BATI İLE OTOKRATİK PAZARLIK TEHLİKESİ
Prof. Dr. Murat Somer ise “Türkiye’nin Rusya ile iyi ilişkiler içinde olması doğal ve doğru bir politika ama NATO’yla ilişkilerini bozacak düzeyde ve Rusya’ya bağımlılığını artıran ölçüde yakınlaşması, sağlam ve gerçekçi bir dış politika değerlendirmesinin veya analizinin değil iç siyasetin ürünüydü” dedi. “Dünyadaki gelişmeler ve Rusya’nın yalnızlaşması, Türkiye’de ekonomik buhran, Batı ile ilişkilerin tamir edilmesini gerektiriyor ve Rusya ile yakınlığı zorlaştırıyor. Bu durum mutlaka iç siyasette de değişimler getirecektir.
Cumhur İttifakı ve AKP içinde ve çevresinde ideolojik nedenlerle veya Rusya’yla kurduğu özel çıkara dayalı ilişkiler nedeniyle buna karşı çıkanlar olacaktır” yorumunu yapan Somer, “Buradaki bir diğer soru şu: AKP, Batı ile ilişkilerin yeniden tahkimini demokratik bir pazarlıkla mı yoksa otokratik bir pazarlıkla mı yapabilir? Batı’yla içeride demokratikleşmeyi içeren bir yakınlaşma aynı zamanda AKP’nin iktidardan vazgeçmesini gerektirebilir. Çünkü gerçekten demokratik bir ortamda AKP seçimleri kazanamaz” dedi.

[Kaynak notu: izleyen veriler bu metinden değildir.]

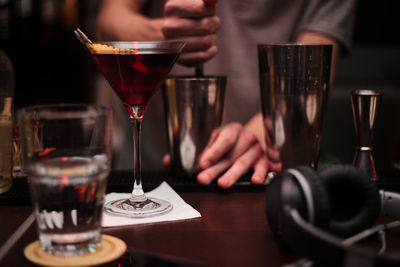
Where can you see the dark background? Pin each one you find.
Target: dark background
(51, 67)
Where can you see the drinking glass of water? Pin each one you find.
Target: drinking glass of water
(66, 155)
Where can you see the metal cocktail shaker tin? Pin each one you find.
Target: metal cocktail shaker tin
(193, 109)
(294, 84)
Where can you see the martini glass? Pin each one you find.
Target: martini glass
(135, 70)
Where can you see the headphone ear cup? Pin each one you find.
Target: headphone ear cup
(286, 190)
(320, 197)
(354, 200)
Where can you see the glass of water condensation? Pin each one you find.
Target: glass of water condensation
(66, 155)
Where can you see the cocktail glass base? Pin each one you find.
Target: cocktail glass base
(137, 209)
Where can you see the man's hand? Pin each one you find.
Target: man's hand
(233, 150)
(194, 22)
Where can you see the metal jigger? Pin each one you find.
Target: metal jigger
(365, 106)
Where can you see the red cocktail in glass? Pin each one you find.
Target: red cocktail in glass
(136, 70)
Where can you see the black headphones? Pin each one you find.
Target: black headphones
(311, 211)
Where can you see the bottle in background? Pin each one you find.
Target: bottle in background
(6, 122)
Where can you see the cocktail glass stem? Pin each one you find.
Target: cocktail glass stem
(137, 192)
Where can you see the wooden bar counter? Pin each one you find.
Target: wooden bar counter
(233, 230)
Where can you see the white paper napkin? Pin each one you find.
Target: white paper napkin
(181, 210)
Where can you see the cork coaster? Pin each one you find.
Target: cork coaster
(111, 248)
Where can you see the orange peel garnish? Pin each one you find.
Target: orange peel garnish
(107, 49)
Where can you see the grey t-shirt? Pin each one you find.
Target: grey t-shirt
(244, 24)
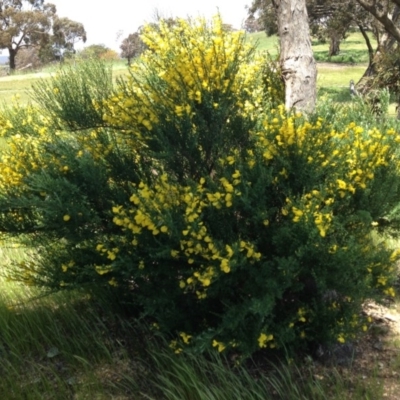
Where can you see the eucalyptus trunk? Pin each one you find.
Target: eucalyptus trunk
(297, 58)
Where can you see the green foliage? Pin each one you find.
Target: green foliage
(197, 200)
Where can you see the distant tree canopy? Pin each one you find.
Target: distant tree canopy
(329, 20)
(34, 23)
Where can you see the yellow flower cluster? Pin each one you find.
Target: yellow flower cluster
(190, 61)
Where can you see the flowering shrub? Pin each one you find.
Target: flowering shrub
(219, 217)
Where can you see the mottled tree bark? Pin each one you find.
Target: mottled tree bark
(297, 59)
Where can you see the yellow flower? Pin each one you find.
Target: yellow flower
(220, 345)
(263, 339)
(341, 338)
(186, 338)
(113, 282)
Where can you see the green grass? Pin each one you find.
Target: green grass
(68, 345)
(20, 84)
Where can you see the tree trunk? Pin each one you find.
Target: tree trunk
(371, 65)
(12, 54)
(334, 46)
(297, 59)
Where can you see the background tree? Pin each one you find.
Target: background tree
(296, 56)
(66, 33)
(24, 23)
(132, 46)
(34, 23)
(329, 20)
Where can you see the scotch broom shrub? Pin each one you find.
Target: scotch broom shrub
(220, 218)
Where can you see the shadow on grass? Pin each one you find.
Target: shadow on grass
(337, 95)
(345, 56)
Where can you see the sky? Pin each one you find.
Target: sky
(108, 22)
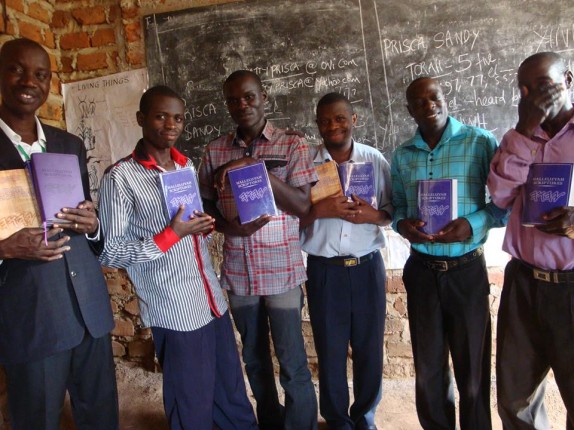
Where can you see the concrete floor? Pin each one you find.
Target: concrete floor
(141, 404)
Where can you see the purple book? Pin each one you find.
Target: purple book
(437, 203)
(57, 184)
(252, 192)
(179, 187)
(359, 179)
(549, 186)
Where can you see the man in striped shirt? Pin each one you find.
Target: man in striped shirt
(445, 276)
(262, 261)
(168, 262)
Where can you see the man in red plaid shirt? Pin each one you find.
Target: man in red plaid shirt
(262, 262)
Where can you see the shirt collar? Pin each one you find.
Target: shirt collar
(267, 133)
(453, 128)
(16, 139)
(146, 160)
(323, 155)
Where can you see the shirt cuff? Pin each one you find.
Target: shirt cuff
(166, 239)
(94, 237)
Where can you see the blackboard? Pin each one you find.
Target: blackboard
(367, 50)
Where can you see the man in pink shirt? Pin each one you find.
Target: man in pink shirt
(536, 319)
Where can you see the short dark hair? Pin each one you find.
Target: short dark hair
(553, 57)
(158, 90)
(415, 82)
(18, 44)
(238, 74)
(329, 99)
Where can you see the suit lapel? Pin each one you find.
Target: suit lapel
(9, 155)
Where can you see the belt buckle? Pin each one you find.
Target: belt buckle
(541, 275)
(439, 265)
(350, 262)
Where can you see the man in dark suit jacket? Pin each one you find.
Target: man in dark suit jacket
(55, 313)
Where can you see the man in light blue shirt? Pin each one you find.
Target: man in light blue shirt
(346, 275)
(445, 276)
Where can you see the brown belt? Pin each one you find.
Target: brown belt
(346, 261)
(551, 276)
(434, 263)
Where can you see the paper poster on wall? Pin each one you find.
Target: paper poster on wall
(102, 112)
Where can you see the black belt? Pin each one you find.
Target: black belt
(552, 276)
(346, 261)
(447, 263)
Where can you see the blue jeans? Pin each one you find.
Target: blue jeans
(254, 317)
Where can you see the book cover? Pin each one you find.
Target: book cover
(18, 207)
(179, 187)
(359, 179)
(328, 184)
(437, 203)
(549, 186)
(252, 192)
(57, 184)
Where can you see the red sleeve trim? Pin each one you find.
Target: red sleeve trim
(166, 239)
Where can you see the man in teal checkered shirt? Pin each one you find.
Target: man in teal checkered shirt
(445, 276)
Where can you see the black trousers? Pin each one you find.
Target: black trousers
(449, 312)
(36, 390)
(535, 334)
(347, 306)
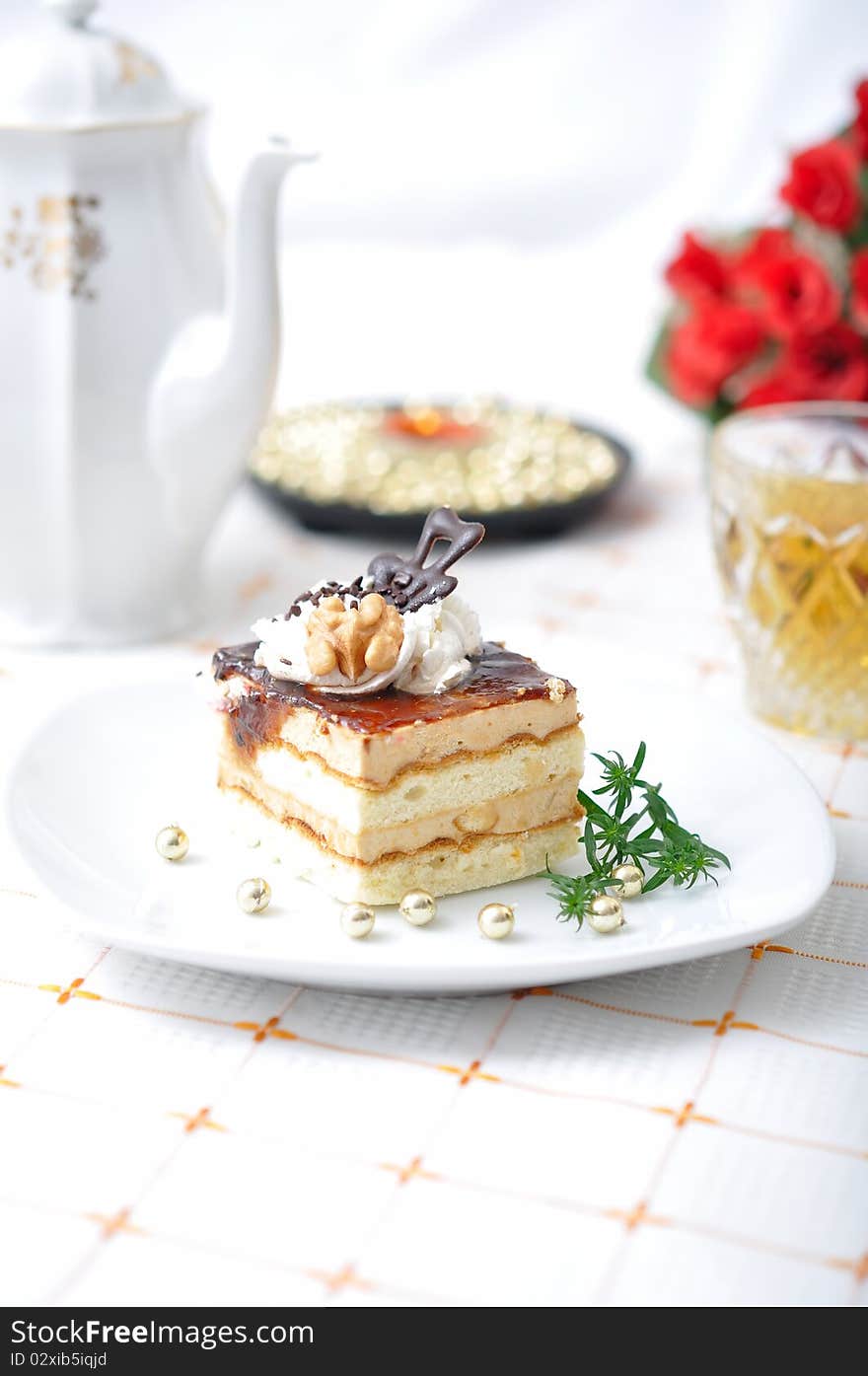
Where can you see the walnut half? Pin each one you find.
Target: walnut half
(354, 640)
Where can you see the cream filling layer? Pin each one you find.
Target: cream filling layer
(443, 868)
(499, 816)
(418, 793)
(376, 760)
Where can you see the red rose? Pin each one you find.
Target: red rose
(860, 127)
(829, 366)
(797, 295)
(823, 184)
(858, 279)
(708, 347)
(697, 271)
(765, 247)
(772, 389)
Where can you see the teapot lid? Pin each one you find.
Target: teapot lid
(65, 75)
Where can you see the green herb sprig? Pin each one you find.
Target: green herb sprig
(649, 836)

Türkiye için en kötüsünün iktidarın Batı’yla otoriter bir pazarlık kotarması olduğuna değinen Somer, sözlerini şöyle sürdürdü:
“Yani geçmişte Rusya’nın bugün Mısır’ın Batı’yla yaptığı gibi ülkedeki hukuksuzlukların göz ardı edilmesi ve destek karşılığında Batı’ya güvenlik, mülteciler konusunda menfaatler sağlanması olur. Buna demokratik toplumun açık ve net bir şekilde karşı çıkması gerekir.”
NE RUSYA’YI NE DE NATO’YU KARŞISINA ALIYOR
İktidarın denge siyasetini devam ettirmek istediğine vurgu yapan Gazeteci Murat Yetkin şu değerlendirmeyi yaptı:
“Türkiye’nin bir dönem NATO’dan koptuğu, ekseninin Rusya’ya kaydığı şeklindeki iddiaların, iş ciddiye bindiğinde fantezi olduğu görüldü. 15 Temmuz’dan itibaren ekonomik krizin de etkisiyle Rusya’ya karşı farklı tutumlar gelişti ama bu o tarafa mutlak yönelim değildi.
Türkiye, NATO içinde özerk bir hat izliyor. Doğu Akdeniz, Libya, Suriye gibi konularda birtakım farklılıkları olsa da iş savaş noktasına gelince Ankara’nın NATO konusunda bir tereddüt içinde olmadığını söyleyebiliriz. Denge siyasetini devam ettirmek istiyor, savaşan taraflar arasında kolaylaştırıcı bir rol üstleniyor. Öte yandan Rusya’yı da hiçbir zaman karşısına almak istemeyen bir Türkiye söz konusu. Bu yaşananlar iktidarın denge siyasetinin bir parçası.”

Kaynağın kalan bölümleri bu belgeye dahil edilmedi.